This Document is one of the many exhibits of the roaming exhibitions of the Digital Treasures Project. It is part of the collection of the National Archive of the Czech Republic and is dealing about one of the important turning points at the beginning of the Thirty Years´ War. The document was published on 17th February 1621, but the battle at the White Mountain (Bílá hora, near Prague), was fought on the 8th of November 1620.
And here is the background of the document. It marks the culmination of a period of intense confrontation between the Protestant princes and nobles of the Holy Roman Empire and Central Europe on one hand headed by Frederick V, ruler of the Palatinate region in Germany, and the Catholic establishment of the Empire led by Emperor Ferdinand II. of Habsburg on the other hand.
In 1618 the Second Defenestration of Prague triggered the Thirty Years´ War. The two sides gathered armies, thus leading to the inevitable confrontation at White Mountain. Ferdinand’s Catholic army decisively defeated Frederick’s forces, and went on to capture Prague, thus effectively putting down the rebellion. Frederick and many of the Protestant leaders went into exile abroad.
The document was published in the name of Carl of Liechtenstein, one of Ferdinand II’s top officials at that time. In the text, it is announced that the emperor has ordered the trial. A list follows, naming the most notable of the rebels. In effect, though, the summons is designed to apply to all Bohemians who had actively supported the Protestant cause.

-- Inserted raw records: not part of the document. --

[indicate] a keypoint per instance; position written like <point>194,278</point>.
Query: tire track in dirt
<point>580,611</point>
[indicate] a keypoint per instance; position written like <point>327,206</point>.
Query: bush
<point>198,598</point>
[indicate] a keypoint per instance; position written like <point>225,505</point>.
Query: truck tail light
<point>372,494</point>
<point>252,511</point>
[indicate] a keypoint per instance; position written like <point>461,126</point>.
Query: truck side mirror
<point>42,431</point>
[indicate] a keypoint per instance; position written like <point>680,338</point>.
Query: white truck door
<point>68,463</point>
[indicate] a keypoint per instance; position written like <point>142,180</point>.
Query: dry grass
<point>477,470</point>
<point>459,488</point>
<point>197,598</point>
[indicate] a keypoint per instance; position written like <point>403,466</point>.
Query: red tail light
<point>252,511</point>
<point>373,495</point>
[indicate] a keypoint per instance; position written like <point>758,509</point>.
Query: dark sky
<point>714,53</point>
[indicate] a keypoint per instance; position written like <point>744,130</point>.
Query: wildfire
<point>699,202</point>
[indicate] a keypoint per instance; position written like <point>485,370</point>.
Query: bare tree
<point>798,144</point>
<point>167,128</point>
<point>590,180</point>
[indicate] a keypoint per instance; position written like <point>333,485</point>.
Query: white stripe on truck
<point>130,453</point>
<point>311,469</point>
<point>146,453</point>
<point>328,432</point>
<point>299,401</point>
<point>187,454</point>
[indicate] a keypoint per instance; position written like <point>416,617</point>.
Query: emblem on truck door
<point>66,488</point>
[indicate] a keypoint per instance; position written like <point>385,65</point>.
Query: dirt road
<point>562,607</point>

27 of those who did come up for trial were executed in Prague in June 1621, and those who remained at large had their land and titles confiscated and transferred to nobles and gentlemen (all Catholics) who had been loyal to Ferdinand. Protestantism was forbidden, and in 1627 centralised authoritarian government was introduced.
For the people living on the lands of the Bohemian Crown, the consequences were devastating. The expelled people originated from all social classes. Places of exile had been the protestant German lands or the different parts of the Crown of St. Stephen´s in the kingdom of Hungary.
At a wider European level, the repercussions of the Bohemian Revolt were wide-ranging. The conflict effectively kicked off a series of interlocking wars which devastated much of Central Europe. Only with the treaty at Westphalia in 1648 did Europe enter a state of (sadly temporary) peace once again.